While 300 reaped the box office rewards, Sin City was the movie that got far more critical attention for its bold style. Of the seven original comic books, the first Sin City took most of its story from the third and fourth installment; leaving the events leading up to the movie fairly untouched. This created an opportunity for Australian game developer, Transmission Games, to come in and create a video game telling Sin City prequel stories.
The intention of the Sin City game was to recreate the Sin City aesthetic of a hard monochromatic tone, harsh lighting, and bright accent colors with a gameplay style reminiscent of Assassin’s Creed. The final product might have been like something of a cross between the noir detective tone of Max Payne mixed with the combat of the Arkham games, all behind the black and white look of the original comics. But there was no final product. Unfortunately, the game was canned before it could ever be completed.
While the concept of the game look enticing, behind the scenes troubles, eventually leading to the cancellation of the game, were twisting it away from what fans of the Sin City property would have wanted. Citing an anonymous source, Eurogamer says the game’s US based publisher, Red Mile Entertainment, and Frank Miller’s hand picked representative, Flint Dille, apparently had little familiarity or reverence for the source material, to which Transmission Games was attempting to strictly adhere.
Instead of going with comic accurate representations of the characters and scenes straight from the pages of the book presented by Transmission, the studio was tasked with amping up the sexual and violent elements in ways that ultimately betrayed the noir tone, the personalities of the characters, and twisted Sin City’s satirical take on sex and violence into something far more exploitative; including, what’s referred to as a “Dance Dance Revolution style” stiptease mini-game.

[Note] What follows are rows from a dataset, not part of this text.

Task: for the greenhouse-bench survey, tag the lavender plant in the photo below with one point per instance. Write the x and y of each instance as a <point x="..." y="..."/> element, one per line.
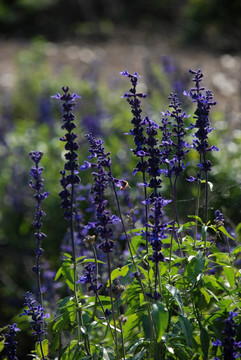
<point x="10" y="342"/>
<point x="161" y="299"/>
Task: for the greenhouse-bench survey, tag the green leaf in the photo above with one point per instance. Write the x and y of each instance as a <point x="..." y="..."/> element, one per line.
<point x="204" y="232"/>
<point x="196" y="218"/>
<point x="136" y="241"/>
<point x="130" y="324"/>
<point x="104" y="354"/>
<point x="186" y="329"/>
<point x="68" y="273"/>
<point x="139" y="355"/>
<point x="237" y="250"/>
<point x="205" y="294"/>
<point x="195" y="265"/>
<point x="204" y="342"/>
<point x="118" y="272"/>
<point x="45" y="348"/>
<point x="146" y="326"/>
<point x="186" y="226"/>
<point x="160" y="316"/>
<point x="1" y="345"/>
<point x="92" y="260"/>
<point x="228" y="271"/>
<point x="58" y="274"/>
<point x="176" y="295"/>
<point x="209" y="184"/>
<point x="90" y="327"/>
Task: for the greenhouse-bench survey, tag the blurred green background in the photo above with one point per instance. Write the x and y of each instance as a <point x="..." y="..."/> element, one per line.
<point x="48" y="44"/>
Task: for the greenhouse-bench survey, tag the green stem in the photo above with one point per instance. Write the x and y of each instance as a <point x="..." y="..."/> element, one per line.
<point x="112" y="305"/>
<point x="97" y="271"/>
<point x="79" y="312"/>
<point x="197" y="212"/>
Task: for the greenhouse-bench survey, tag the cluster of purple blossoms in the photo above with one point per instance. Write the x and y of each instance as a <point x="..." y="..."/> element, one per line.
<point x="37" y="314"/>
<point x="133" y="98"/>
<point x="102" y="175"/>
<point x="181" y="148"/>
<point x="147" y="147"/>
<point x="229" y="345"/>
<point x="37" y="185"/>
<point x="219" y="217"/>
<point x="10" y="343"/>
<point x="90" y="278"/>
<point x="71" y="146"/>
<point x="154" y="162"/>
<point x="202" y="115"/>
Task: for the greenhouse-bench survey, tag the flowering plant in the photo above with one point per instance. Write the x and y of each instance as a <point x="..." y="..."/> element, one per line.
<point x="149" y="284"/>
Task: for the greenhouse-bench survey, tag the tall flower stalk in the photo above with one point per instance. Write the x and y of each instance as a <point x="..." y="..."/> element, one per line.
<point x="10" y="342"/>
<point x="37" y="184"/>
<point x="104" y="219"/>
<point x="204" y="102"/>
<point x="133" y="98"/>
<point x="38" y="316"/>
<point x="68" y="181"/>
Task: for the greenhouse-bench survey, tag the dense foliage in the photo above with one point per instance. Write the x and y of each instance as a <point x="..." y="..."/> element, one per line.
<point x="200" y="21"/>
<point x="140" y="276"/>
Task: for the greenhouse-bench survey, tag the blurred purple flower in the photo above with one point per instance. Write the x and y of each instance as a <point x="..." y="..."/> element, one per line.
<point x="229" y="345"/>
<point x="36" y="312"/>
<point x="10" y="344"/>
<point x="90" y="278"/>
<point x="71" y="146"/>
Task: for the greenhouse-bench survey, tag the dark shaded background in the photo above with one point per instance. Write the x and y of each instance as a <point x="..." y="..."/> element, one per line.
<point x="215" y="23"/>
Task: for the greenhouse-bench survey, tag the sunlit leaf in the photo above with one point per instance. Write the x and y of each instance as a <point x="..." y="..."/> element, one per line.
<point x="176" y="295"/>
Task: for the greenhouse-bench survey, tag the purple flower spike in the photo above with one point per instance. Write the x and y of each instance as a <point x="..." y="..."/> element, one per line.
<point x="71" y="146"/>
<point x="10" y="343"/>
<point x="37" y="184"/>
<point x="37" y="314"/>
<point x="133" y="98"/>
<point x="90" y="278"/>
<point x="204" y="102"/>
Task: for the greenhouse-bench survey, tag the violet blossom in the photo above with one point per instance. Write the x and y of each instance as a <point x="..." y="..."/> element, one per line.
<point x="10" y="343"/>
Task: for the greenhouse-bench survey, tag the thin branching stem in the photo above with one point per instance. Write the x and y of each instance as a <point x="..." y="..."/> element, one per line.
<point x="112" y="305"/>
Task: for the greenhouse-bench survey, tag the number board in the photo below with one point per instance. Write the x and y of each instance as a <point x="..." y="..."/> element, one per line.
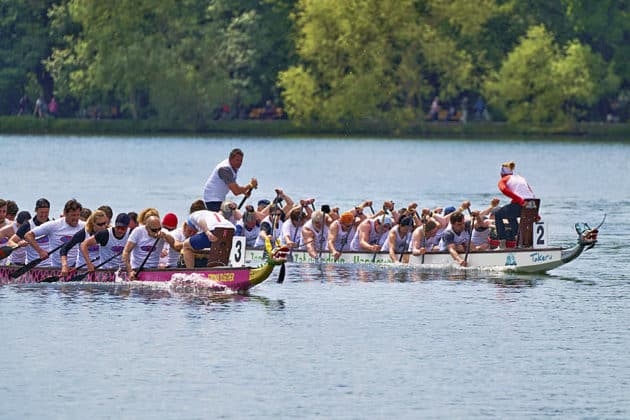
<point x="237" y="255"/>
<point x="540" y="235"/>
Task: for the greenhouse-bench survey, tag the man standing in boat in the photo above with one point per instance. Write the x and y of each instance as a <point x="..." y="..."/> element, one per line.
<point x="223" y="179"/>
<point x="455" y="238"/>
<point x="517" y="188"/>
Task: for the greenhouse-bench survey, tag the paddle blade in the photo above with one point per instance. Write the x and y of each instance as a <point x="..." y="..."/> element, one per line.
<point x="282" y="274"/>
<point x="80" y="276"/>
<point x="17" y="273"/>
<point x="5" y="251"/>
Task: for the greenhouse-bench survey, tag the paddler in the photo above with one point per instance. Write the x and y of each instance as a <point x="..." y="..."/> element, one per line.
<point x="223" y="179"/>
<point x="143" y="247"/>
<point x="204" y="222"/>
<point x="517" y="188"/>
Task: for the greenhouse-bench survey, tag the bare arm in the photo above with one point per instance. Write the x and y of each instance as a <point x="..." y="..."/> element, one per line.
<point x="91" y="241"/>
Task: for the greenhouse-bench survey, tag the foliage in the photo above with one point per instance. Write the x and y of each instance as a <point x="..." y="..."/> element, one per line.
<point x="332" y="63"/>
<point x="540" y="82"/>
<point x="369" y="59"/>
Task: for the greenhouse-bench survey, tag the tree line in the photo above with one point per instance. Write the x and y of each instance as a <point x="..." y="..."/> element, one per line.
<point x="324" y="61"/>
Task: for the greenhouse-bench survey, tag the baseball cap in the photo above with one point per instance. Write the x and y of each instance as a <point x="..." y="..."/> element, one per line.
<point x="169" y="221"/>
<point x="122" y="220"/>
<point x="387" y="220"/>
<point x="22" y="217"/>
<point x="449" y="210"/>
<point x="42" y="203"/>
<point x="406" y="221"/>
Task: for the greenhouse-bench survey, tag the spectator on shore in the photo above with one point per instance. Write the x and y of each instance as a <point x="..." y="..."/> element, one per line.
<point x="40" y="107"/>
<point x="464" y="116"/>
<point x="24" y="100"/>
<point x="435" y="109"/>
<point x="53" y="107"/>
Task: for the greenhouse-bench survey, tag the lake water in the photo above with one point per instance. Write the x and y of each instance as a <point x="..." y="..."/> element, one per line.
<point x="330" y="342"/>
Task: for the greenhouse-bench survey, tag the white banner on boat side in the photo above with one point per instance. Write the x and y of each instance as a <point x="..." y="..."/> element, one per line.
<point x="540" y="235"/>
<point x="237" y="254"/>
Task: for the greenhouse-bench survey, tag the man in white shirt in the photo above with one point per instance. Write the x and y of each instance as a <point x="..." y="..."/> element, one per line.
<point x="59" y="232"/>
<point x="223" y="179"/>
<point x="204" y="222"/>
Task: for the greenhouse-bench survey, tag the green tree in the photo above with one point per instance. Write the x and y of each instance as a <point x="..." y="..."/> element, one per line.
<point x="370" y="60"/>
<point x="541" y="82"/>
<point x="24" y="42"/>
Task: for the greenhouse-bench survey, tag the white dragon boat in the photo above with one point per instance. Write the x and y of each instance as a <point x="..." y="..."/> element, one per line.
<point x="521" y="260"/>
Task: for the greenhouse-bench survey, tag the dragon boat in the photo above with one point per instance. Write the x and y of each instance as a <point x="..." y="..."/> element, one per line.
<point x="539" y="259"/>
<point x="235" y="277"/>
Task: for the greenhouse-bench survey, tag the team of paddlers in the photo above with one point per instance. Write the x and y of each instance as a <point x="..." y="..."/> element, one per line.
<point x="81" y="237"/>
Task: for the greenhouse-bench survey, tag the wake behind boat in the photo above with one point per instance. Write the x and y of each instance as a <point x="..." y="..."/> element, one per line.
<point x="233" y="277"/>
<point x="520" y="260"/>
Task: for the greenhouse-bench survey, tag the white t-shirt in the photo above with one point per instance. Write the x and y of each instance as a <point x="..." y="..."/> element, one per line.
<point x="144" y="245"/>
<point x="59" y="232"/>
<point x="211" y="218"/>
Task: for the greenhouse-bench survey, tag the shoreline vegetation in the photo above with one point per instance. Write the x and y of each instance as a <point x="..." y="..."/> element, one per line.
<point x="281" y="128"/>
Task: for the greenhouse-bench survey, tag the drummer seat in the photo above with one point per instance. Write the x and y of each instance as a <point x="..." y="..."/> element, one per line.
<point x="219" y="253"/>
<point x="529" y="215"/>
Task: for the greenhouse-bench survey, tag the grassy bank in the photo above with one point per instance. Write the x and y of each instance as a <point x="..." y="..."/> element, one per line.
<point x="30" y="125"/>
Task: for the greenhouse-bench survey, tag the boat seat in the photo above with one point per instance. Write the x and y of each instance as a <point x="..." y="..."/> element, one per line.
<point x="219" y="253"/>
<point x="529" y="215"/>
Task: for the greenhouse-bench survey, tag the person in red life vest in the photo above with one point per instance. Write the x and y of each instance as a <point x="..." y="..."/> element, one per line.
<point x="517" y="188"/>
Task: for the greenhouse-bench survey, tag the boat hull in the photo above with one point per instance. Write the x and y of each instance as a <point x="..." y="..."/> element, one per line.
<point x="234" y="278"/>
<point x="530" y="260"/>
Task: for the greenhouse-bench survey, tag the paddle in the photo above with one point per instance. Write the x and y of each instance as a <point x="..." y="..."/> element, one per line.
<point x="382" y="224"/>
<point x="53" y="279"/>
<point x="6" y="250"/>
<point x="424" y="238"/>
<point x="247" y="194"/>
<point x="147" y="257"/>
<point x="28" y="267"/>
<point x="472" y="228"/>
<point x="83" y="275"/>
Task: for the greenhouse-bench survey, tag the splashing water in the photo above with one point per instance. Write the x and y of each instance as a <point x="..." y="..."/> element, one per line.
<point x="194" y="283"/>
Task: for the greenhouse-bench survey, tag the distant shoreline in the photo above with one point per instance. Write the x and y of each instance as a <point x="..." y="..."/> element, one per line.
<point x="284" y="128"/>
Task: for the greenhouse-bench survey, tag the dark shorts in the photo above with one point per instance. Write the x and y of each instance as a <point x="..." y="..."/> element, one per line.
<point x="213" y="205"/>
<point x="200" y="241"/>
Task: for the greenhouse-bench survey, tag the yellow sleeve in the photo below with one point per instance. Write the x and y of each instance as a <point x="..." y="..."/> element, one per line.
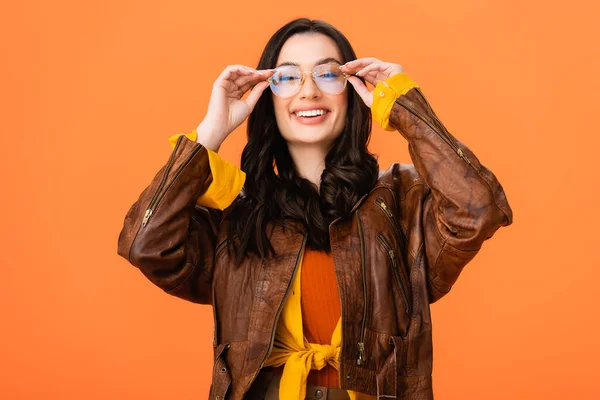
<point x="228" y="179"/>
<point x="385" y="94"/>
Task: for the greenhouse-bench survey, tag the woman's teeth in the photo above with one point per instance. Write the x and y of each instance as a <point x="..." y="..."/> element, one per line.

The game was eventually shelved when Red Mile was bought out due to financial troubles, but Eurogamer’s anonymous source claims the cancellation was a relief for Transmission Games:
“I think if that game had come out, people would have been disappointed. ‘What do these guys think they’re doing with Sin City, because that’s not Sin City.’ And we would have agreed with them.”
Sin City isn’t the only cancelled game to get recent exposure. Scrapped plans for Arkham-style Superman and Flash games were recently revealed, along with the LucasArts fatality featuring Darth Maul. It’s unlikely that any of these games will see production revivals like the Deadpool movie (re: due to leaked concept footage), but fans of these properties are always curious about what could have been.